In the spring of 1806 the homeward journey was begun. On the Missouri side of the mountains the Bird-woman was detailed to help Captain Clark find a separate trail, to the Yellowstone River.
And this she did, in splendid fashion; for when the party knew not which way was the best way, out of the surrounding hills, to the plains, she picked the landmarks; and though she had not been here in many years, she showed the gap that led over and down and brought them straight to the sunken canoes.
On August 14 the whole company was at the Mandan towns once more. After her absence of a year and a half, and her journey of six thousand miles, bearing little Toussaint (another great traveler) Sacagawea might gaily hustle ashore, to entertain the other women with her bursting budget of stories.
The captains offered to take Chaboneau and Sacagawea and Toussaint on down to St. Louis. The Bird-woman would gladly have gone. She wanted to learn more of the white people's ways. She wanted to be white, herself.
But Chaboneau respectfully declined. He said that it would be a strange country, and that he could not make a living there; later, he might send his boy, to be educated by the captains. That was all.
So he was paid wages amounting to five hundred dollars and thirty-three cents. Sacagawea was paid nothing. The captains left her to her Indian life, and she followed them only with her heart.
Nevertheless, she did see her great Red Head Chief again. Captain Clark was appointed by the President as Indian agent with headquarters in St. Louis. He was a generous, whole-souled man, was this russet-haired William Clark, and known to all the Indians of the plains as their stanch friend.

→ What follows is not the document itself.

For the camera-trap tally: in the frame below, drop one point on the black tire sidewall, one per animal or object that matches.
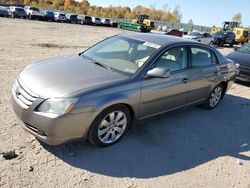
(206, 105)
(93, 132)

So it is probable that he did not forget Sacagawea, his loyal Bird-woman. In 1810 she, the boy Toussaint, and Chaboneau, visited in St. Louis. In 1811 they were on their way up-river, for the Indian country. Life among the white people had proved too much for the gentle Sacagawea. She had tried hard to live their way, but their way did not agree with her. She had sickened, and she longed for the lodges of the Shoshonis. Chaboneau, too, had become weary of a civilized life.
Sacagawea at last returned to her "home folks" the Snakes. No doubt Chaboneau went with her. But there is record that he was United States interpreter, in 1837, on the upper Missouri; and that he died of small-pox among the Mandans, soon afterward.
The Bird-woman out-lived him. She and her boy removed with the Snakes to the Wind River reservation, Wyoming; and there, near Fort Washakie, the agency, she died on April 9, 1884, aged ninety-six years, and maybe more.
A brass tablet marks her grave. A mountain peak in Montana has been named Sacagawea Peak. A bronze statue of her has been erected in the City Park of Portland, Oregon. Another statue has been erected in the state capitol at Bismarck, North Dakota.
So, although all the wages went to her husband, she knows that the white people of the great United States remember the loving services of the brave little Bird-woman, who without the promise of pay, helped carry the Flag to the Pacific.